A estas alturas del texto, y si el sufrido lector ha sido capaz de llegar hasta aquí, ya habrá sido capaz de imaginar de que estamos hablando. Quedaban apenas quince segundos para el final del Minnesota Timberwolves- Los Angeles Lakers, partido intenso y disputadísimo que confirmaba una vez más que si hay un equipo revelación esta temporada en la NBA, una franquicia que haya dado un paso de gigante, esa es la de los lobos grises dirigidos por Rick Adelman. Quedaba como decimos menos de un minuto en la noche del pasado viernes para el desenlace de un choque vibrante cuando Kobe Bryant en esos minutos finales de “kobesistema” se encontraba con la marca de un Ricky Rubio quien estaba volviendo a demostrar su mejor nivel. Kobe y Ricky estaban disputando un duelo realmente apasionante, pleno de intensidad, miradas, “trash talk”, y demás aspectos de esos que nos hacen dudar de la edad de Ricky y su grado de “rookie”, viendo la madurez con la que ha afrontado cada choque con las vacas sagradas de la liga. Era el duelo de la noche y llegaba a su resolución final. El depredador por excelencia de la liga, el devorador de registros, el jugador más seguro en los finales igualados, el rey del “clutch time”, frente al novato descarado que estaba poniendo patas arriba la liga, que estaba volviendo a llevar al baloncesto a los terrenos de la fantasía de donde no debió moverse jamás, que había liberado el juego de las ataduras de los especuladores, de los mezquinos, de los escamoteadores del espectáculo, y de quienes tienen el gris por color predilecto. 

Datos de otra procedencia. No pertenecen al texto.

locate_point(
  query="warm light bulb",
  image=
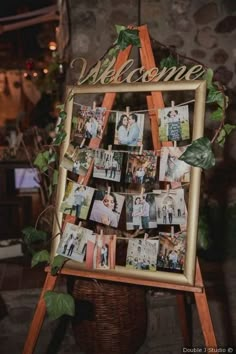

Y entonces… Ricky hizo crack. 

Imagino que muchos de ustedes que, como yo, estarían viendo el partido en directo, enseguida sintieran una súbita preocupación ante la caída, no demasiado aparatosa, pero si con una “doblez” que no anticipaba nada bueno. Preocupación que se confirmó al ver las repeticiones, o al observar los gestos de dolor de Ricky en el banquillo, su incapacidad para andar, o como tuvo que salir de la cancha apoyado en los hombros de miembros del cuerpo técnico de los T-Wolves. Ni siquiera pudo jugar esa última posesión para su equipo, aún con la anestesia que supone para el dolor el tener el músculo caliente tras casi 40 minutos en pista (¿cuántas veces hemos visto jugadores lesionados acabar partidos, engañados por la naturaleza muscular que en caliente les hace pensar que la caída que acaban de sufrir no ha sido nada, para luego en una posterior exploración darse cuenta de lo que tenían?) 

I've been hurt


Y Ricky se rompió, vivió su particular “punto jonbar”, sufriendo la posiblemente peor lesión para un deportista. Rotura de ligamentos. Seis meses como mínimo fuera de las canchas, progresión cortada, y ausencia de lo que hubieran sido sus segundos Juegos Olímpicos con tan solo 21 años. Unos Juegos de los que es el más joven medallista en esta disciplina deportiva, por delante de los genios más precoces de este deporte, incluyendo a Drazen Petrovic o a Arvydas Sabonis. Una medalla de plata que obtuvo tras dirigir como base titular a la selección en aquel histórico partido de Pekín (José Manuel Calderón, otro jugador con infortunios constantes, sobre todo en sus encuentros con la elástica nacional, se había lesionado) y que no podrá refrendar este verano. Si había un jugador en el panorama actual con capacidad para igualar las increíbles marcas de Oscar Schmidt Becerra, Andrew Gaze y Teofilo Cruz con cinco Juegos Olímpicos a sus espaldas, ese era Ricky. Otra proeza que nos tememos ya quedaré en el tintero para siempre.  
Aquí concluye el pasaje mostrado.